Darillyn writes:
> One reason for this is that the more medical intervention is used, and
> the more emphasis is placed on being able to express milk from the
> breast, the greater the chance that the adoptive mother will keep
> pumping and not establish a long-term breastfeeding relationship. IMO,
> the relationship is even more important for the adopted baby than for the
> baby who remains with the same mother he knows from before birth. Also,
> although some of the more medical methods may offer greater chances for
> more milk being produced at any one given time, the baby who develops a
> normal breastfeeding relationship with his adoptive mom, using
> supplementation at the breast, as needed, will generally nurse
> considerably longer and benefit more from breastmilk, overall, even if
> his mother may not ever be able to produce the same amount in one day as
> someone who has taken drugs and hormones and spends a great deal of time
> pumping.
I agree wholeheartedly with Darillyn that with external inducing there is
the temptation of too much focus on "the milk." What most of my clients
want is breastfeeding, not necessarily breastmilk feeding. I initiate
several conversations about what feeding a baby at the breast can do for an
adoptive mother and an adopted baby. With feeding at the breast and lots
of skin to skin time baby and mother lay down a long-term relationship, one
that neither one is eager to see diminished. If we talk about herbs or
drugs to increase milk I caution them about not letting the amount of milk
get in the way.
However, I have had a few who continued pumping and didn't give baby a
chance to learn to feed at the breast.
One client who adopted an "older" baby put her to the breast and she nursed
immediately. Mom concluded that the baby had had so many different bottle
nipples hers was just another one.
I may have written about one tragic case in which mother used the BCP
method and had a full milk supply and loads of milk in her freezer when her
private adoption was realized. Baby was feeding very well and I was called
to just tweak the latch a bit. Mother had worked so hard to get a good
milk supply but when the Ped declared that milk that produced without a
pregnancy was inadequate to nourish a baby, mother would not even give the
prescribed formula with the LactAid at the breast out of her and Dad's fear
of robbing their baby of the complete nutrition. This mother and baby were
victim of a crime. She threw out all of her frozen milk and could not hear
any other information.
I have had clients who were fully convinced that they wanted to feed their
adopted baby at their breasts and didn't want to know how much milk they
were producing. They didn't have time for such measurements as they were
too busy falling in love with their breastfed baby. One woman said that a
mother feeding her baby at her breast with a supplementer is more *like*
any other breastfeeding mother than *different." I like that.

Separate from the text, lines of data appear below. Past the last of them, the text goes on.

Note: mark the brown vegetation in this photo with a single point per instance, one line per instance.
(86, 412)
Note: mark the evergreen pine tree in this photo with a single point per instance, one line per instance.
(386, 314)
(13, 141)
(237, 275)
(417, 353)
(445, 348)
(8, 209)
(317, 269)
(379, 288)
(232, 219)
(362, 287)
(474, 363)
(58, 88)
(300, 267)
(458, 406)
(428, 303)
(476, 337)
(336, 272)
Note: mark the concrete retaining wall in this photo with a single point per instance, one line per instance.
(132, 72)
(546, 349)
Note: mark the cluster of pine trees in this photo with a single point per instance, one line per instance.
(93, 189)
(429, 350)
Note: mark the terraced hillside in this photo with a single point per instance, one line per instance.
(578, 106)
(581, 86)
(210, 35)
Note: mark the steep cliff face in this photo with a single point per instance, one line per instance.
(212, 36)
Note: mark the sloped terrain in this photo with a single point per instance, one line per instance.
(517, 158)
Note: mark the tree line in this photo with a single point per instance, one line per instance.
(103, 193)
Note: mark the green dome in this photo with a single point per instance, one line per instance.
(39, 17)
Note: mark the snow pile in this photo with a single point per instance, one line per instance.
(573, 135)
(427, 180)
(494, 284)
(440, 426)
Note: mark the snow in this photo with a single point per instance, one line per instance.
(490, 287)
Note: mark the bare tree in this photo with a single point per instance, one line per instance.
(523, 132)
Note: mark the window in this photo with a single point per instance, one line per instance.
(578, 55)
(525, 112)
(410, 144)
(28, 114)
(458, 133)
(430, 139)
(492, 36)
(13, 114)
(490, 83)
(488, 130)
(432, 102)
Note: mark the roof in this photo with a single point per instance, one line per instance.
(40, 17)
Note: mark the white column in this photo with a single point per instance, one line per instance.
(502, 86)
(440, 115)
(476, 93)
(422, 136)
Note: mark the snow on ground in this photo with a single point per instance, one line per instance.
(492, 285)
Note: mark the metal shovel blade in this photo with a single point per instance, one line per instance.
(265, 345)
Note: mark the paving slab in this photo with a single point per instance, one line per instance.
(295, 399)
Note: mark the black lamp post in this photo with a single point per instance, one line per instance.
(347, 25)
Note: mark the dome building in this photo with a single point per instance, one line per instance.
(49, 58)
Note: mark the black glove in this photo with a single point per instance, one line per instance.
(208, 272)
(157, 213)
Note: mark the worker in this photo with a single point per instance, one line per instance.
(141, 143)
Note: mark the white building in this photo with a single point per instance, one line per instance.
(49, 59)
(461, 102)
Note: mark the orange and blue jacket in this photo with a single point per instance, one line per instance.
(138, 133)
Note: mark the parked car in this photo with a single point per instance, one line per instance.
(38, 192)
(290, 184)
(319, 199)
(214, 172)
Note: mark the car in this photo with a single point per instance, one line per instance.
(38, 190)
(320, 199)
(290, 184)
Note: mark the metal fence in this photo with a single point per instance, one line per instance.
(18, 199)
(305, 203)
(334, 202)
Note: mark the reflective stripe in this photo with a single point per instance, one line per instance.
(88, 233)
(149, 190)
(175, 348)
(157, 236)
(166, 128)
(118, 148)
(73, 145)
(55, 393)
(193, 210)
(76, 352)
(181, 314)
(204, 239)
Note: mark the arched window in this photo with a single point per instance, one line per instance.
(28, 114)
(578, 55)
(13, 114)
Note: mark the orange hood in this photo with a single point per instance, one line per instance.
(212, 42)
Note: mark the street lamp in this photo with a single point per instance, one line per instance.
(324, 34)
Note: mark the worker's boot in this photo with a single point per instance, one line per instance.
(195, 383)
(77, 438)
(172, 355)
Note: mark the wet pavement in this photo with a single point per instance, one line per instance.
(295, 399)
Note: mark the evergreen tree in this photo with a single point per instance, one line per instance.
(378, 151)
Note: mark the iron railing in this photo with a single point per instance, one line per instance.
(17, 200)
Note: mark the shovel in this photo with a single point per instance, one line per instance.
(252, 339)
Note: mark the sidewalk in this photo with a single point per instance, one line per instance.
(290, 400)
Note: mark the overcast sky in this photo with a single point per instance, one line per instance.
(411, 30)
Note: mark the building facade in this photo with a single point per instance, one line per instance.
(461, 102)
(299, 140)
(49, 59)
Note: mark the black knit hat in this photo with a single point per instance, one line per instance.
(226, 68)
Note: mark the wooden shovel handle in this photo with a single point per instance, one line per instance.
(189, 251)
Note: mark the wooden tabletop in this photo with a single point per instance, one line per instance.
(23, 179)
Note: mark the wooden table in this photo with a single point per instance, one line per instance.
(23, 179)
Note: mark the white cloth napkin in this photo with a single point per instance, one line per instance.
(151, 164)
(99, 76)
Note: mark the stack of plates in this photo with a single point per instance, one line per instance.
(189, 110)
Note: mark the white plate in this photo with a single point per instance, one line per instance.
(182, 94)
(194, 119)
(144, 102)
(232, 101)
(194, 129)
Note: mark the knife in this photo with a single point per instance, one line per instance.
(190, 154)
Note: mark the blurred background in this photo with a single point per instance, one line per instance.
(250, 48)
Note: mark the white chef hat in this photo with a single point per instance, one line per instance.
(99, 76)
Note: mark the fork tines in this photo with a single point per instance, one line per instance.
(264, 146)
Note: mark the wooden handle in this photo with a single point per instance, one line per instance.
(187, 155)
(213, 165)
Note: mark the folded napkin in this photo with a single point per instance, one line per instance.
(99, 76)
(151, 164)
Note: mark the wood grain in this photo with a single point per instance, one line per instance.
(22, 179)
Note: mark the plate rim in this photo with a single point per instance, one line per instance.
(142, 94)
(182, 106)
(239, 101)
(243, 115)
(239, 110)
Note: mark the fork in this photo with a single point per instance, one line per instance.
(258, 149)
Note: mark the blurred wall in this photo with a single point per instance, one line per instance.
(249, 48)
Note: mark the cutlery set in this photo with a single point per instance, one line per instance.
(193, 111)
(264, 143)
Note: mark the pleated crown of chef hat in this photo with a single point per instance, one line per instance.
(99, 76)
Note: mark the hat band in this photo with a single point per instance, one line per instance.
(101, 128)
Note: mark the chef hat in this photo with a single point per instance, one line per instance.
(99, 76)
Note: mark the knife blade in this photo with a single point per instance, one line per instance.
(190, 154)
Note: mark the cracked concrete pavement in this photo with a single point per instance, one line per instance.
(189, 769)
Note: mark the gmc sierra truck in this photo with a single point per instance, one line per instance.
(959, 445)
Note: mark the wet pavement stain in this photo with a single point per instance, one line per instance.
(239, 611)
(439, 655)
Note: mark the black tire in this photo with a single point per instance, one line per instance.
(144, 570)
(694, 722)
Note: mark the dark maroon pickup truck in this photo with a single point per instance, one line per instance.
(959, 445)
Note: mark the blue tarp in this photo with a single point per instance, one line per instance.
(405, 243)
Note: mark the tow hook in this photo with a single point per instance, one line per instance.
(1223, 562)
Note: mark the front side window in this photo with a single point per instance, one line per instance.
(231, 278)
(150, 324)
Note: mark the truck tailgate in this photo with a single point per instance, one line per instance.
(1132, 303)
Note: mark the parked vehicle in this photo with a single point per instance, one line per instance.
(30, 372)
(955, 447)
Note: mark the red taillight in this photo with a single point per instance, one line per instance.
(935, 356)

You know how a baby who is eating solids begins to offer her food to
others? One day while my granddaughter, Renata, was feeding with the
LactAid she stopped and put the tube to her mother's mouth to share. :)
I have a client now who is adopting her second baby. She and her husband
were both adopted and she tells people that her babies' being adopted is
genetic.
>I don't think the website at www.fourfriends.com/abrw has been provided
>yet. One of the best things about this site is that there are ladies
>there who have adopted under a wide variety of circumstances, tried a wide
>variety of methods, and had a wide variety of results.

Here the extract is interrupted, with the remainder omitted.